Jason Rebrovich

Buffalo Bills
- Title: Senior defensive assistant

Personal information
- Born: March 15, 1978 (age 47) Clarence, New York, U.S.

Career information
- College: SUNY Cortland

Career history
- Cortland (2001–2003) Defensive line coach & strength coach; Concord (2004) Defensive line & head strength and conditioning coach; Ferris State (2005–2007) Defensive line & head strength and conditioning coach; Cortland (2008–2010) Defensive coordinator, special teams coordinator, & head strength and conditioning coach; Syracuse (2011–2012) Defensive quality control coach; Buffalo Bills (2013) Defensive quality control coach; Buffalo Bills (2014) Assistant defensive line coach; Buffalo Bills (2015) Outside linebackers coach; Buffalo Bills (2016) Defensive line coach; Jacksonville Jaguars (2017–2018) Assistant defensive line coach; Jacksonville Jaguars (2019–2020) Defensive line coach; Green Bay Packers (2022) Outside linebackers coach; Green Bay Packers (2023) Pass rush specialist; Green Bay Packers (2024) Defensive line coach; Buffalo Bills (2025) Assistant defensive line coach; Buffalo Bills (2026–present) Senior defensive assistant;

= Jason Rebrovich =

American football coach (born 1978)

Jason Rebrovich (born March 15, 1978) is an American football coach who currently serves as a senior defensive assistant coach for the Buffalo Bills of the National Football League (NFL). He has also spent time coaching the Jacksonville Jaguars and Green Bay Packers.

==Coaching experience==
===SUNY Cortland===
Rebrovich began coaching at his alma mater of Cortland State from 2001 to 2003, serving as its defensive line and strength coach.

===Concord University===
He then served as the defensive line coach and head strength and conditioning coach at Concord University in 2004.

===Ferris State===
He then served as the defensive line coach and head strength and conditioning coach at Ferris State University from 2005 to 2007.

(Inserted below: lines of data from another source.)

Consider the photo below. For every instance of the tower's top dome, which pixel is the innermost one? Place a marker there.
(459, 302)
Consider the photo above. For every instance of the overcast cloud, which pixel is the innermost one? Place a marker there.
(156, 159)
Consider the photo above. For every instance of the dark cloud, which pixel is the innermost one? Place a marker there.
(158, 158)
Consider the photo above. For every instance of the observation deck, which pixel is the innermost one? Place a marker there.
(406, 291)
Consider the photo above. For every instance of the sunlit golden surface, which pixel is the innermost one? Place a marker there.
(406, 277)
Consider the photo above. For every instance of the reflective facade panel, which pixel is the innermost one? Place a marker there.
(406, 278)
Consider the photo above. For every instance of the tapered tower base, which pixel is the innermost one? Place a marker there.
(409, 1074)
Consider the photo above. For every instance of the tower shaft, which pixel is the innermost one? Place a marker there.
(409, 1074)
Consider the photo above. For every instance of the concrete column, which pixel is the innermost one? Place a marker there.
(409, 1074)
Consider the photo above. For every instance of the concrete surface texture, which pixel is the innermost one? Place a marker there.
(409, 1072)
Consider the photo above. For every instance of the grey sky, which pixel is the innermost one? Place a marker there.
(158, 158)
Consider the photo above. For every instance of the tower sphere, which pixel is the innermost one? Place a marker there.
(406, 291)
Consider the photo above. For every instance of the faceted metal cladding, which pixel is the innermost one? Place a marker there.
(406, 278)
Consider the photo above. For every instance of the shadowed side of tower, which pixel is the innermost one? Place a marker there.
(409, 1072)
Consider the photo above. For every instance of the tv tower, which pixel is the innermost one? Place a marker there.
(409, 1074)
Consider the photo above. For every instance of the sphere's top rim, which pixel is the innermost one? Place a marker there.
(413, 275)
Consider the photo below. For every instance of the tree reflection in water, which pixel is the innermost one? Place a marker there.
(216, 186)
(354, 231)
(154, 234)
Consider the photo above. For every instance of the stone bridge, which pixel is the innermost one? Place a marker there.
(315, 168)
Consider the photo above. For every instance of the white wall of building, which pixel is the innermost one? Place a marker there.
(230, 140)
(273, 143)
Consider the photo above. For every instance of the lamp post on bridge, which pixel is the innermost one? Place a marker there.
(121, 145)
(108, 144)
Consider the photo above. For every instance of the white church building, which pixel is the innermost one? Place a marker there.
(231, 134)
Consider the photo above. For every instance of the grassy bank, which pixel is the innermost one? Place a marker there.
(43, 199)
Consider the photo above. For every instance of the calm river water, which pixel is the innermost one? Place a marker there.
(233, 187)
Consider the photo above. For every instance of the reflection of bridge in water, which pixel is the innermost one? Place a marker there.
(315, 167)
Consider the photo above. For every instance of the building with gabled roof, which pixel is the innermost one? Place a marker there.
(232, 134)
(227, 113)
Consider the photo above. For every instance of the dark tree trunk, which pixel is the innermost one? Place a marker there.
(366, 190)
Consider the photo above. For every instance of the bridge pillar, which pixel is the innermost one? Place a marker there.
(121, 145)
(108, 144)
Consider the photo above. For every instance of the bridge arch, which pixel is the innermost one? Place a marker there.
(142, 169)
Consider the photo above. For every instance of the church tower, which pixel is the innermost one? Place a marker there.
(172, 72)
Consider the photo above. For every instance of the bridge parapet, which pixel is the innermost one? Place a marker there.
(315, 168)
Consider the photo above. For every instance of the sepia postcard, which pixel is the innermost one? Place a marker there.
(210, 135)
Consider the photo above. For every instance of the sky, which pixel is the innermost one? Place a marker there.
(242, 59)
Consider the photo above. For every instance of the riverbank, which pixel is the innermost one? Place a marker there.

===SUNY Cortland (second stint)===
Rebrovich returned to Cortland in 2008 as its defensive coordinator, as well as its special teams coordinator and head strength and conditioning coach. He stayed there through the 2010 season.

===Syracuse===
Rebrovich became the defensive quality control coach for Syracuse University for the 2011 and 2012 seasons.

===Buffalo Bills===
In 2013, he followed then Syracuse head coach Doug Marrone to the Buffalo Bills where he became a defensive quality control coach. Rebrovich was promoted to assistant defensive line coach before the 2014 season. He was promoted to outside linebackers coach before the 2015 season. He was promoted to defensive line coach before the 2016 season.

===Jacksonville Jaguars===
In 2017, he began working with the Jacksonville Jaguars as assistant defensive line coach. He was promoted to defensive line coach on January 16, 2019. He missed the team's week 11 game in 2020 against the Pittsburgh Steelers due to COVID-19 pandemic protocols.

===Green Bay Packers===
On February 18, 2022, Rebrovich was hired by the Green Bay Packers as their outside linebackers coach. On March 10, 2023, Rebrovich was promoted to pass rush specialist. On March 12, 2024, Rebrovich was transitioned to defensive line coach. He was fired by Green Bay on January 17, 2025.

===Buffalo Bills (second stint)===
On February 4, 2025, the Buffalo Bills hired Rebrovich to serve as their assistant defensive line coach. Rebrovich was retained by new head coach Joe Brady for the 2026 season as a senior defensive assistant.

==Personal life==
Rebrovich is a native of Clarence, New York, and graduated from Clarence High School in 1996. He played two years of college football at Alfred State College, before finishing his collegiate football career at Cortland.